Biotechnology for Biofuels published a new bio-process that optimises the production of ethanol from dairy industry waste. This process has minimized the bio-process to one single step by re-engineering  Lactococcus lactis strain. In using a cell factory system strategy the researchers reduced the cost of the production of ethanol from whey permeate making this new bio-process very attractive for being adopted by industry.

 

Microbial production of fuel compounds has gained a lot of attention and focus has mostly been on developing bio-processes involving non-food plant biomass feedstocks. The high cost of the enzymes needed to degrade such feedstocks into its constituent sugars as well as problems due to various inhibitors generated in pretreatment are two challenges that have to be addressed if cost-effective processes are to be established. Various industries, especially within the food sector, often have waste streams rich in carbohydrates and/or other nutrients, and these could serve as alternative feedstocks for such bio-processes.

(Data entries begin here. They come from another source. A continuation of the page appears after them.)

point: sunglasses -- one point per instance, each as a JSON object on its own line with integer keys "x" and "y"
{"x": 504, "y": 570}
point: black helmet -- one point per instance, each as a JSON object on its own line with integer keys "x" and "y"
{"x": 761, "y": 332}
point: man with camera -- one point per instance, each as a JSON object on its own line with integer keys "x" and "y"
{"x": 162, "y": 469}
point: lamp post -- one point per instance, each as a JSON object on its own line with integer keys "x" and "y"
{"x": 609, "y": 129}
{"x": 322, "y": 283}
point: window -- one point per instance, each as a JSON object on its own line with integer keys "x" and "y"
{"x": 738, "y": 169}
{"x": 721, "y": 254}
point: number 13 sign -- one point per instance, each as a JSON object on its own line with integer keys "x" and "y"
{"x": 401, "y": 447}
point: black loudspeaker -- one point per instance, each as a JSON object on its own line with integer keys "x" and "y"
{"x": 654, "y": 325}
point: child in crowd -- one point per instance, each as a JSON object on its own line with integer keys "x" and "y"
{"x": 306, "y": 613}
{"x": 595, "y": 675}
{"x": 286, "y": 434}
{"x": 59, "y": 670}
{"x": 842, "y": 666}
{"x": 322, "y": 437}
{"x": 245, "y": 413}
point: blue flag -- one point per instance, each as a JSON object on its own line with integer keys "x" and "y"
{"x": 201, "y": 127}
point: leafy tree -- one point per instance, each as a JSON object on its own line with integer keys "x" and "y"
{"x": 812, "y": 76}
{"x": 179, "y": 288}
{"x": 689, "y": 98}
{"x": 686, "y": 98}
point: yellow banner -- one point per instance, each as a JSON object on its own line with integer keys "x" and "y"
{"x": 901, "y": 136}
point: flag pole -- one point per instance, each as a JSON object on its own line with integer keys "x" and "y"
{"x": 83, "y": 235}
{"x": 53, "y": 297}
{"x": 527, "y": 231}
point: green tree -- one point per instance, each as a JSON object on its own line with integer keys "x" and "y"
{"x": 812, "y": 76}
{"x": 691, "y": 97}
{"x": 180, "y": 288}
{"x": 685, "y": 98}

The dairy industry is a good example, where large amounts of cheese whey or various processed forms thereof are generated. Because of their nutrient-rich nature, these substrates are particularly well suited as feedstocks for microbial production.


Liu et all. have generated a Lactococcus lactis strain which produces ethanol as its sole fermentation product from the lactose contained in residual whey permeate (RWP), by introducing lactose catabolism into a L. lactis strain CS4435 (MG1363 Δ3 ldh, Δpta, ΔadhE, pCS4268), where the carbon flow has been directed toward ethanol instead of lactate. To achieve growth and ethanol production on RWP, Liu et al. added corn steep liquor hydrolysate (CSLH) as the nitrogen source. The outcome was efficient ethanol production with a titer of 41 g/L and a yield of 70 % of the theoretical maximum using a fed-batch strategy. The combination of a low-cost medium from industrial waste streams and an efficient cell factory should make the developed process industrially interesting.


Read the research article here.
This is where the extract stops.